Arma contra Lula, segurança também desafia aliados de esquerda do presidente pela América Latina

Países como Uruguai, Chile e México têm insegurança como incômodo predominante nas pesquisas; alguns deles entraram na mira dos EUA sob pretexto de combate ao crime

Luiz Inácio Lula da Silva, presidente do BrasilLuiz Inácio Lula da Silva, presidente do Brasil - Foto: Pablo Porciuncula / AFP

Depois da operação policial que resultou em 121 mortes no Rio, o presidente Luiz Inácio Lula da Silva (PT) viu a segurança pública, maior preocupação dos brasileiros, virar munição de opositores em um momento no qual recuperava a popularidade.

Na América Latina, região mais violenta do planeta e na qual o tema é altamente politizado, o petista não está sozinho: os principais países comandados por aliados, do Uruguai ao México, têm a insegurança como incômodo predominante nas pesquisas, e alguns deles entraram na mira de anseios intervencionistas dos EUA sob o argumento de combate ao crime.

Neste domingo, na Colômbia, Lula participa da cúpula da Comunidade de Estados Latino-Americanos e Caribenhos (Celac). O mar da região tem sido palco de bombardeios dos EUA a embarcações que, segundo o governo Donald Trump, carregam drogas. Ao mesmo tempo, o chefe da Casa Branca volta a ventilar a possibilidade de fazer ataques terrestres contra os cartéis do fronteiriço México.

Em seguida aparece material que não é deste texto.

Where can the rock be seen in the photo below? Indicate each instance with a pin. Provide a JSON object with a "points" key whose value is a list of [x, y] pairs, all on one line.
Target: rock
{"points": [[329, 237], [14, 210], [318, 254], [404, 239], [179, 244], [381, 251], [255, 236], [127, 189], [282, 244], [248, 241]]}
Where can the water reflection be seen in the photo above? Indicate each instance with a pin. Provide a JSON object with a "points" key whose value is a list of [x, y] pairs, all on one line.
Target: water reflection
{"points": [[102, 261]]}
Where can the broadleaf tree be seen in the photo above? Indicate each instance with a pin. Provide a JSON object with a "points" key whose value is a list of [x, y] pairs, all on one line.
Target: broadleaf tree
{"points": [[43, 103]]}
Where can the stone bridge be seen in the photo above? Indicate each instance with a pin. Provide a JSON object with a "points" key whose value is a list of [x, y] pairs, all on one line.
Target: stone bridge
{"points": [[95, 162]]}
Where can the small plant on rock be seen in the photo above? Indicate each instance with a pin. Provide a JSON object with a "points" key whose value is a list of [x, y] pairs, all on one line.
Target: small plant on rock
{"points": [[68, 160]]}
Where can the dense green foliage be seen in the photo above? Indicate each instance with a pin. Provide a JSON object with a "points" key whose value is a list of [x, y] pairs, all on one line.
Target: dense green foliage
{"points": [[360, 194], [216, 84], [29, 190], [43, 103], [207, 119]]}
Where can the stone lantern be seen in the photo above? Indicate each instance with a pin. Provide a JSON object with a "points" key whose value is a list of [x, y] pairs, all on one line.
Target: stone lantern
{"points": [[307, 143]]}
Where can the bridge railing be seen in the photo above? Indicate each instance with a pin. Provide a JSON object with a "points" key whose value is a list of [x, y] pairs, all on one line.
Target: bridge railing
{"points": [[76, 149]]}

Segundo auxiliares de Lula, o encontro da Celac vai ter o combate ao crime organizado como eixo, levando em conta tanto os ataques americanos quanto a pressão para que o Brasil classifique facções como “terroristas” — algo refutado pelo governo e especialistas, por inibir investimentos e embutir riscos a vítimas. Vizinhos governados pela direita, a Argentina de Javier Milei e o Paraguai de Santiago Peña, encamparam a ideia e colocaram o Comando Vermelho (CV) e o Primeiro comando da Capital (PCC) sob guarda-chuva do terror.

Na política interna, Lula viu a oposição que estava desalinhada se reagrupar em torno de uma pauta. O governador do Rio, Cláudio Castro (PL), deu aos demais governadores de direita o discurso de endurecimento no combate ao crime. Eles alicerçam essa retórica em pesquisas que apontam o aval da população a operações do tipo.

— Os países têm problemas sérios de segurança pública. A questão é como esse problema é utilizado politicamente. Em geral, o que está colocado hoje são as alternativas de repressão, e isso tem forte apelo político, já que a maioria da população atingida pela violência tem urgência — aponta o cientista político Thiago Rodrigues, professor da Universidade Federal Fluminense (UFF). — Como as alternativas são sempre repressiva, e a população não tem referência de uma solução diferente, isso é uma falha do campo democrático, que não oferece respostas pragmáticas, imediatas.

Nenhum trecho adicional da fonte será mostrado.